With this, we can see that the client sent multiple ssh attempts, we can dig further into one of the flows. Let’s see what else it gives.

Finally, the assistant provides detailed information about the features that each of the hops apply to the traffic. On the second hop in Munich DC we can see that egress features show the SD-WAN ACL and a Drop Report. The assistant provides its own conclusion and it is also suspecting that Munich router is dropping the traffic. With a little bit more work, the agent could be able to tell the name of the ACL and sequence number that is dropping the traffic. We have successfully identified the root of the issue!! 😀 🎉

Lessons learned

  • When I started, I wanted to be super cautious with the credits ($$) so I was using gpt-3.5-turbo-16k that is cheaper but also less intelligent. At some point, I faced issues with the LLM getting into a loop of problems, I decided to test out gpt-4o and felt a difference on the way the agent was reasoning.
  • Initially, I was using an LLM temperature = 0, this was ok, but the responses were lacking variety and details, I needed to make it more chatty. Tweaking the temperature = 0.9 gave me a good balance between chattiness and correctness (although sometimes the agent still gives information that is questionable based on the outputs)
  • Troubleshooting problems could be difficult at times, mostly I relied on printing function outputs while the functions were executed and the agent printed on the terminal. It let me understand what tools the agent was using and the order. Also, I could see what the tools were returning. Here is an example:

The text in green indicate the tools the agent is accessing. The yellow text is the information returned by a function. In this case, we can see that the agent called "get_entry_time_and_state" function so it can get information needed to call the next function "get_flow_detail"

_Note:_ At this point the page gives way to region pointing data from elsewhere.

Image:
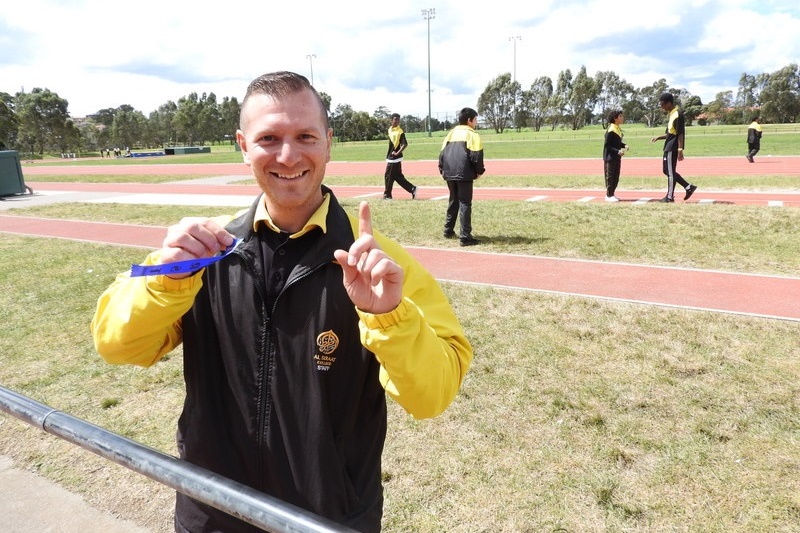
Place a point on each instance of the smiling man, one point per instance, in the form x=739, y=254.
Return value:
x=292, y=339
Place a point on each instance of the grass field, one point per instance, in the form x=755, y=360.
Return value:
x=578, y=415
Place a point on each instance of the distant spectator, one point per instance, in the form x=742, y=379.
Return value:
x=394, y=161
x=754, y=132
x=674, y=138
x=613, y=150
x=460, y=164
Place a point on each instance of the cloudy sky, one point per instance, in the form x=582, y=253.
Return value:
x=365, y=53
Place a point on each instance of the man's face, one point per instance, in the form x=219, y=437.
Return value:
x=287, y=145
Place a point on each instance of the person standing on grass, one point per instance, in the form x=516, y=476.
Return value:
x=394, y=161
x=674, y=139
x=613, y=150
x=291, y=340
x=460, y=164
x=754, y=132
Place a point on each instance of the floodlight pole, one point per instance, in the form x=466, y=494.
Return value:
x=311, y=64
x=428, y=14
x=514, y=39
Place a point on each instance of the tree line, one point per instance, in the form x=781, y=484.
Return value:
x=575, y=101
x=39, y=122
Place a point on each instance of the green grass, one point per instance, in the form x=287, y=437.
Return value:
x=719, y=237
x=577, y=414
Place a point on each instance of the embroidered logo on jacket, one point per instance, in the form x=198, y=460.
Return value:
x=327, y=342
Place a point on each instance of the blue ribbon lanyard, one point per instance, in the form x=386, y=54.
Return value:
x=182, y=267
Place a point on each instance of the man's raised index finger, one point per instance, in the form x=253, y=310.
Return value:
x=364, y=219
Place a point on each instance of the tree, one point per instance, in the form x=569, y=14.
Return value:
x=496, y=103
x=721, y=108
x=581, y=99
x=559, y=102
x=537, y=101
x=692, y=106
x=229, y=111
x=43, y=118
x=612, y=93
x=160, y=129
x=128, y=126
x=781, y=95
x=8, y=121
x=187, y=119
x=648, y=99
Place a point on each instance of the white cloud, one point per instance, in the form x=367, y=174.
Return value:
x=99, y=54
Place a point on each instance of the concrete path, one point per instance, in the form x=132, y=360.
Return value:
x=33, y=504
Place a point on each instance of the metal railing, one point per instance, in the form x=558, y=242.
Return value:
x=236, y=499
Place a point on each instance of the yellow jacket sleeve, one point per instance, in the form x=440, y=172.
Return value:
x=421, y=346
x=138, y=320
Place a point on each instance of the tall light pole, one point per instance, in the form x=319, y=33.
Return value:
x=311, y=64
x=429, y=14
x=515, y=38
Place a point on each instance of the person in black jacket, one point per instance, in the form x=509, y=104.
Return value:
x=613, y=150
x=674, y=141
x=394, y=161
x=293, y=339
x=754, y=132
x=460, y=164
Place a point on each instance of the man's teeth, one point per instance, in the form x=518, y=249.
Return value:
x=290, y=176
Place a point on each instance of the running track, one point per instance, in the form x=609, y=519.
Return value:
x=739, y=293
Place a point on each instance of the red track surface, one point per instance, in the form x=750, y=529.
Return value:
x=768, y=296
x=632, y=166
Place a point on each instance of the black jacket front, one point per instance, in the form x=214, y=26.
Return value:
x=282, y=397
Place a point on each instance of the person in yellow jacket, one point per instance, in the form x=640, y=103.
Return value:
x=294, y=336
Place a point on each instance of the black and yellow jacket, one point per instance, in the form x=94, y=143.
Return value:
x=754, y=132
x=285, y=389
x=461, y=157
x=613, y=146
x=397, y=143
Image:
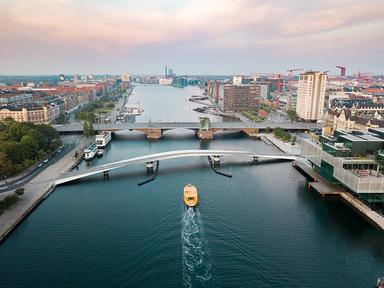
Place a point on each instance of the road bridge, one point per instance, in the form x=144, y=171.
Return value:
x=149, y=159
x=155, y=130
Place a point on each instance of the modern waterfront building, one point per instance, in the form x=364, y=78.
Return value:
x=15, y=99
x=311, y=95
x=239, y=98
x=31, y=113
x=354, y=160
x=349, y=120
x=264, y=91
x=165, y=81
x=237, y=80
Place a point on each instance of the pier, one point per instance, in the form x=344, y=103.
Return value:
x=323, y=188
x=155, y=130
x=216, y=154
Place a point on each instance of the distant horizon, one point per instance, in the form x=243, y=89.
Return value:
x=195, y=37
x=271, y=74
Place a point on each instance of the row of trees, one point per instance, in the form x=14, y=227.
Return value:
x=22, y=144
x=292, y=115
x=87, y=112
x=281, y=134
x=88, y=129
x=9, y=200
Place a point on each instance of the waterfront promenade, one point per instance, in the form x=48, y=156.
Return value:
x=34, y=192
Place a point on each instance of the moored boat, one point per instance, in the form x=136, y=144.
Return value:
x=100, y=153
x=103, y=138
x=90, y=151
x=190, y=195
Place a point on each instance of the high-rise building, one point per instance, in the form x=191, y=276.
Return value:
x=311, y=95
x=237, y=80
x=241, y=97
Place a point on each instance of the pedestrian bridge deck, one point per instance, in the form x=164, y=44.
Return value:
x=74, y=175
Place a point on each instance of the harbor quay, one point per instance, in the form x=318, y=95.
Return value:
x=35, y=192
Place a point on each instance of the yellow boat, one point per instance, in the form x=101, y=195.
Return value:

There are better tools available to help with troubleshooting like LangSmith Tr acing, I will explore it for future use.

  • The system prompt of my agent had to be refined several times, I often found that I needed to provide more details to handle certain situations correctly, especially when the output of a function was needed to call another one or to handle unexpected situations. I think it can still be improved, in fact I want to write a totally different prompt to try and make the agent run all of the tools by itself and just return a conclusion after analyzing all the outputs.

Conclusion

All in all, it was a good (and long) exercise to learn and build my first assistant. I feel happy with the result as I was able to get to me objective. At the same time, I recognize there are a lot of things that could be improved to make the results more reliable and meaningful. Also, there is much more information that NWPI can show, so the tools can definitely be extended.

As a next step, I am planning to learn LangChain properly and understand how can I implement multiple agents to enhance the functionality and reliability of my assistant.

I hope this post will help you in the same way that Cisco Live presentation helped me!